Death After Death
Chapter 269: Complicated Patterns
Is it possible? That thought weighed on Simon for the rest of the day and kept him up half the night, even though he was deep enough into the plains that monster attacks were practically a nonissue. Whether it was possible to make himself younger and how he might accomplish such a miracle eventually took a back seat to whether or not it was a good idea.
Of course, it’s possible, he assured himself after thinking about it for almost 24 hours straight. If I can make myself a little younger, I can make myself a lot younger. The Magi already keep themselves young, and the leaders of the Unspoken probably do too.
However, if he was going to do it, then the means were obvious, too. Gervuul Zyvon.
He hadn’t used a greater word of transfer in a long time. His last time had been in Darndelle, and before that with the black swarmers. It was too powerful and too dangerous. He’d long since learned to cope with the low-grade euphoria that came from draining through a piece of steel. It was like drinking animal blood as a vampire: effective but far from ideal.

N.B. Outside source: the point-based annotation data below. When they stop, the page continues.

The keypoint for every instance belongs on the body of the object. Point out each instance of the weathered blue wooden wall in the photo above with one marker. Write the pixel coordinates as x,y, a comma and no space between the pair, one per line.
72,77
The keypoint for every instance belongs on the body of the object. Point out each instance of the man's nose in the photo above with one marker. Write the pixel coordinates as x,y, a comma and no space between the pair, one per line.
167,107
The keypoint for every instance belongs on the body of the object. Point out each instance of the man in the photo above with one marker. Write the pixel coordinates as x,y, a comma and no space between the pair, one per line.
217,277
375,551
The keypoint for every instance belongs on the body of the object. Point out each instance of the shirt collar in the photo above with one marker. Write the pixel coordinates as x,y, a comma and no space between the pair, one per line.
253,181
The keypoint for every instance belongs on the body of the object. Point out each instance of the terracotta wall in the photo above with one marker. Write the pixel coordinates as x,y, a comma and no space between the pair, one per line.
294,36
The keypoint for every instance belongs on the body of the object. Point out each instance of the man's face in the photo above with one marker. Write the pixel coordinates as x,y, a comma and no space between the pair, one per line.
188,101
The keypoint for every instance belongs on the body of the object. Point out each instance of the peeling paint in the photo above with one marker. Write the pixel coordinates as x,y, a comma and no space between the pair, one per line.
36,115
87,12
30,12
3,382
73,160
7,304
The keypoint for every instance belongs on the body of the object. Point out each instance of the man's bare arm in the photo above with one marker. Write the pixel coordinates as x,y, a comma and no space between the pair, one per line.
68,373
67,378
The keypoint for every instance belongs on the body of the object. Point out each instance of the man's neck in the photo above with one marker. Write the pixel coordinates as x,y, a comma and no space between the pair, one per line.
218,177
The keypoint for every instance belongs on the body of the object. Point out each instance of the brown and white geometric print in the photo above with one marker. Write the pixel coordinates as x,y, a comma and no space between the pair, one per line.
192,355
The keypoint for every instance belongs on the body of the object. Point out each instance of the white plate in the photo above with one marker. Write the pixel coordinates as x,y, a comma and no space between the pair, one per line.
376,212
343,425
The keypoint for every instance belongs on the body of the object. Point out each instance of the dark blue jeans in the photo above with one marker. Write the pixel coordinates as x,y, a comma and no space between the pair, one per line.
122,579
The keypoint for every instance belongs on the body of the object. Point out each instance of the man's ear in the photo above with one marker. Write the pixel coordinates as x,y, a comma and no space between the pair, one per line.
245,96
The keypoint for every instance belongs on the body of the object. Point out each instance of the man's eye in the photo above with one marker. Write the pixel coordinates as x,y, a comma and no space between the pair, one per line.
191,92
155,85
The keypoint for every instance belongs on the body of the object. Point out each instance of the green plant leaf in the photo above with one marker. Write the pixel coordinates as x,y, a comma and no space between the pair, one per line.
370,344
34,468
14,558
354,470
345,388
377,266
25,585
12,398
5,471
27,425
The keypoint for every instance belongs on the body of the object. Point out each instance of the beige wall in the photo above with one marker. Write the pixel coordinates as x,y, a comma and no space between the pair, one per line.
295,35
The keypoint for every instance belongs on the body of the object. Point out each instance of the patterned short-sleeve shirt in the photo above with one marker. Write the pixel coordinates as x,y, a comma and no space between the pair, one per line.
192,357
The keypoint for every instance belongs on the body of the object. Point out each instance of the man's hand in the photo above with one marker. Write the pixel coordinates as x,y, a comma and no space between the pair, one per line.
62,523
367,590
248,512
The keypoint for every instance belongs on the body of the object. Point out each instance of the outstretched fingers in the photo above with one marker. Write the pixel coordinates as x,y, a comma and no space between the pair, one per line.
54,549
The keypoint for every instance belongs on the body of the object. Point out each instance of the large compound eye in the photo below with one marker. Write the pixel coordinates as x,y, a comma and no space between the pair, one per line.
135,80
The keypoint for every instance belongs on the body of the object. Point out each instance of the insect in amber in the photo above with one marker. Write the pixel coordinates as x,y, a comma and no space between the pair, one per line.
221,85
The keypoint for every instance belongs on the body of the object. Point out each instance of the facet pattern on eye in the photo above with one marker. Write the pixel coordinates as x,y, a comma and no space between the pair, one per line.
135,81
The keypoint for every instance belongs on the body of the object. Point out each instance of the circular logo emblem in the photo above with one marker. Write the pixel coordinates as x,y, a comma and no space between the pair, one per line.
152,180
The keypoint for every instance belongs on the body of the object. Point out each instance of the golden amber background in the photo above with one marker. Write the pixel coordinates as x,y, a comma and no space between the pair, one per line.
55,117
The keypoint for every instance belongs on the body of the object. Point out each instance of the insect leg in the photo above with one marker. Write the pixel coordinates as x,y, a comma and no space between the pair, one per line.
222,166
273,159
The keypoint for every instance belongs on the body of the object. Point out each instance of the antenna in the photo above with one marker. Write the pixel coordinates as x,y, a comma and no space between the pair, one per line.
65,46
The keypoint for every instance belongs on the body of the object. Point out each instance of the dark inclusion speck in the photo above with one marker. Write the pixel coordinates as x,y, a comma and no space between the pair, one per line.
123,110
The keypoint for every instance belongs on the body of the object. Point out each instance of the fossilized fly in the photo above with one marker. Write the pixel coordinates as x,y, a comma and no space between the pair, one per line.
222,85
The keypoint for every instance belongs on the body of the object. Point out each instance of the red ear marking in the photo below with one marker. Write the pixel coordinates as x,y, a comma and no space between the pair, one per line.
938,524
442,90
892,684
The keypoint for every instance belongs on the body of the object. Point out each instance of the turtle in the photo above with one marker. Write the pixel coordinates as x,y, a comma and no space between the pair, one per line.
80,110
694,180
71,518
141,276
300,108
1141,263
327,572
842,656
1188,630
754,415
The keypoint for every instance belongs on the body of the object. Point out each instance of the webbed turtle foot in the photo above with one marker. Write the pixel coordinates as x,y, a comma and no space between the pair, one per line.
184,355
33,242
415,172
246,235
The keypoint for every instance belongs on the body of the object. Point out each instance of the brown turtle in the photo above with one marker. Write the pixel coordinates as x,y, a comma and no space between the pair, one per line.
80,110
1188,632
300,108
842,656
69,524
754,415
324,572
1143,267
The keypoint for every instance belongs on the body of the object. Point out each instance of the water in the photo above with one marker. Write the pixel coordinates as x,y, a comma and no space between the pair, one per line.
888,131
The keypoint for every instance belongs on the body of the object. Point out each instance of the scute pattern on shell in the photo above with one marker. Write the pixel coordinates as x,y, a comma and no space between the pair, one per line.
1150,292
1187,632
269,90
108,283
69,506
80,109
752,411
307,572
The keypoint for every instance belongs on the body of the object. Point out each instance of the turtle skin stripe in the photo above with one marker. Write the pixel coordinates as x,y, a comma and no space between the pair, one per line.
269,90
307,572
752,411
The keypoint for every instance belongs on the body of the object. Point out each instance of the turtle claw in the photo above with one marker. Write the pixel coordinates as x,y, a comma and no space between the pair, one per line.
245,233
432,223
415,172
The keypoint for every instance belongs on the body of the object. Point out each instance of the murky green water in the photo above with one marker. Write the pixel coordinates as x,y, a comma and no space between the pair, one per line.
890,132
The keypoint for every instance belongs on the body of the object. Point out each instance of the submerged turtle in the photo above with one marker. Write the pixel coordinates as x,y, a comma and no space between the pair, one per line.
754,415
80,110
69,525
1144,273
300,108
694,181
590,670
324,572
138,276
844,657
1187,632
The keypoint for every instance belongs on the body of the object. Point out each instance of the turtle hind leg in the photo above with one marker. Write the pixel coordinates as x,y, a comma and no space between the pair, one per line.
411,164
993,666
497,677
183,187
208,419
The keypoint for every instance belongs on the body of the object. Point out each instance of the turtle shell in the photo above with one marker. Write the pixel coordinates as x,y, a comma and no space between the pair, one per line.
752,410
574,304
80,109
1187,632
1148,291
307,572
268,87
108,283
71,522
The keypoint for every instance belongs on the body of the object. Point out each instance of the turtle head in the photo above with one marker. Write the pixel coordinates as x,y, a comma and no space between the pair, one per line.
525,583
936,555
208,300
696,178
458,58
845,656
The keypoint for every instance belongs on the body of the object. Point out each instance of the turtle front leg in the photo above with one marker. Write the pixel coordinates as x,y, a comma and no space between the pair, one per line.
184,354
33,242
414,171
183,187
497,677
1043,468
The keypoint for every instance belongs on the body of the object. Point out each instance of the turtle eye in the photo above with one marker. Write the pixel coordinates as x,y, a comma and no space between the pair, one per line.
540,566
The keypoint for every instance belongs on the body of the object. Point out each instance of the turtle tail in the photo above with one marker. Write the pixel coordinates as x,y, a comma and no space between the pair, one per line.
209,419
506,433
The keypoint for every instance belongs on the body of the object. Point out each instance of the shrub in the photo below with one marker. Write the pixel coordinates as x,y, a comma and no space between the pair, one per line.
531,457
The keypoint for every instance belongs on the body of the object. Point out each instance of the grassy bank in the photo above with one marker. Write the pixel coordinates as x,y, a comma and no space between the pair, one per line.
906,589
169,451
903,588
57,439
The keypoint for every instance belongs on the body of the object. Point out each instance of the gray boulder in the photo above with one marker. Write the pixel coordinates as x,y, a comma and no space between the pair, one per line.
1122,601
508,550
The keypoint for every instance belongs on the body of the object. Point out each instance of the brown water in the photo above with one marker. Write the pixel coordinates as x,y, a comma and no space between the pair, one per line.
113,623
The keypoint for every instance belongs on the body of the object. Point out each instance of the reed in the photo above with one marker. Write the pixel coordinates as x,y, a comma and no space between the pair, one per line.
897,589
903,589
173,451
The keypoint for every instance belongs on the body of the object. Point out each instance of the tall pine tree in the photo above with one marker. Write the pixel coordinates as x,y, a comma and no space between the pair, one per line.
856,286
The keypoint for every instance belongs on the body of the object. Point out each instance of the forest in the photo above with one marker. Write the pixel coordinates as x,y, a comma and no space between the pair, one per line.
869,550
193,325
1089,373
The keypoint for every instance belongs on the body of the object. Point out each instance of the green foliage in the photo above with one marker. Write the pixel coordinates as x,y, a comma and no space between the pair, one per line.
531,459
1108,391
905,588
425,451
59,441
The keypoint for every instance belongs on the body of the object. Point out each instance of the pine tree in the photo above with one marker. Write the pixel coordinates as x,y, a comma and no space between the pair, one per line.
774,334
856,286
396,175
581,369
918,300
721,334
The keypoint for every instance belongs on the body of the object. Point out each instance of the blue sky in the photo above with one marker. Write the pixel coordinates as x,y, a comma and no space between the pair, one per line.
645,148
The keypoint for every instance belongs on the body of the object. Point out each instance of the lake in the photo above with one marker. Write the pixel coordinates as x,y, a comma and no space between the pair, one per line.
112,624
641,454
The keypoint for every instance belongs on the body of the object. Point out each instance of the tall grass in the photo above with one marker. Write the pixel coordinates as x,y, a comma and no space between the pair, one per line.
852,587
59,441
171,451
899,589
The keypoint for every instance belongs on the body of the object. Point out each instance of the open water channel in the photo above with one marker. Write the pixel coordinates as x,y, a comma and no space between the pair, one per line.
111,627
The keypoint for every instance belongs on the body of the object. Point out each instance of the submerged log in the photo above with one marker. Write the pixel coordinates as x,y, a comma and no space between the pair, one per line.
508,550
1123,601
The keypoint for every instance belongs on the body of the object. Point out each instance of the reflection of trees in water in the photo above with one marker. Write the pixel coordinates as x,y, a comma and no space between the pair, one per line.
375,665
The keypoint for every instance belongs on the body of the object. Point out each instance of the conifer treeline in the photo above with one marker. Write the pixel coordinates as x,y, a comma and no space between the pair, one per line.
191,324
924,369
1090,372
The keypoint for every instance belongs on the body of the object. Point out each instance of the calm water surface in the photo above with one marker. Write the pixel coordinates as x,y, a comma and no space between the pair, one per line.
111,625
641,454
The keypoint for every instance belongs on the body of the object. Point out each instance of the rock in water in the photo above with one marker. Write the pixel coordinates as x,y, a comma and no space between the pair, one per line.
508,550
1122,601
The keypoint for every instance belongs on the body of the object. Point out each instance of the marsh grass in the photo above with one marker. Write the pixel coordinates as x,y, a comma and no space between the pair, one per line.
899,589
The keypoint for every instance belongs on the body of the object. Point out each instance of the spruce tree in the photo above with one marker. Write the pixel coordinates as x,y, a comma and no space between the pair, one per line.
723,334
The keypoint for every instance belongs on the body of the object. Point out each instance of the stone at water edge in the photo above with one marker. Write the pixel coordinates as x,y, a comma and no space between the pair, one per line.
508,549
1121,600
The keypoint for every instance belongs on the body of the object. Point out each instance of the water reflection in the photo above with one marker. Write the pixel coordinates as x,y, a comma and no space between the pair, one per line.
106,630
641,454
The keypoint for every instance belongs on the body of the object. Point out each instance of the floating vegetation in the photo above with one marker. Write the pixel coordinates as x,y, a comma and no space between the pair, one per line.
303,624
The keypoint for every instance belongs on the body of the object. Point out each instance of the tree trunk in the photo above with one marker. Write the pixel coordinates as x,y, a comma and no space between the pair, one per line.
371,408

If he was going to do this, then it was almost certainly the right tool for the job, and Simon feared that. “I shouldn’t,” he told himself as he rode. “I’ve gotten used to the effects.” He hadn’t, though, never on that scale. It wouldn’t be just one word of greater transfer, after all. It would be a dozen, at least. It might be twice that. Simon had no idea if he’d have to use words of flesh shaping or if his body would naturally ungrow as he got young enough, but that wasn’t what put him off of the idea.
If he messed up his body too badly trying this and ended up as some deformed monstrosity, he could always kill himself and reset that. He’d miss leaving this life undone, but that would be recoverable. If he screwed up his soul and ended up hopelessly addicted to draining the life force of others for life after life, well, he’d be no better than a vampire, even if he could walk around in daylight.
Maybe I could slip my soul into the body of a child instead.
Simon thought, trying to find another, less risky solution.
That was even worse, though. Even if it was somehow possible, the idea of killing some innocent kid just to borrow their body for a covert op seemed too ghoulish for words.
As he made his way south, he considered all of the options and slowly worked out how he would do this if he decided it was the best plan. Instead of draining people or even beasts, he’d draw from nature itself, near the river in places that would be easily replenished by floods in the spring. He even worked out the circle he’d used to accomplish this strange project. It wasn’t so complex, and though technically they were the words of greater youthful flesh siphoning, given the proximity he planned to the water, he ended up thinking of the whole thing as his personal fountain of youth.
Eventually, when he’d covered half the distance back to Zurari, all he was missing was the will to move forward. To some extent, that was the problem with all of his lives. He wasn’t sure how to move forward, and even when he was, things rarely went according to plan.
In that regard, at least, this life had gone better than most. He’d found somewhere to wait until the zombie outbreak, and when it was time, he’d found the true cause and resolved it. If not for his doppelgänger, he would be back in Hepollyon meditating on the nature of the universe or something until it was time to address the next unfinished level.
“You can still do that,” Simon reminded himself. “You can breeze through Zurari on the way back, splash up a little graffiti to get the masses riled up, then use a little terrorism to set 'em loose and be gone before the city falls into civil war. You don’t have to go further than that.”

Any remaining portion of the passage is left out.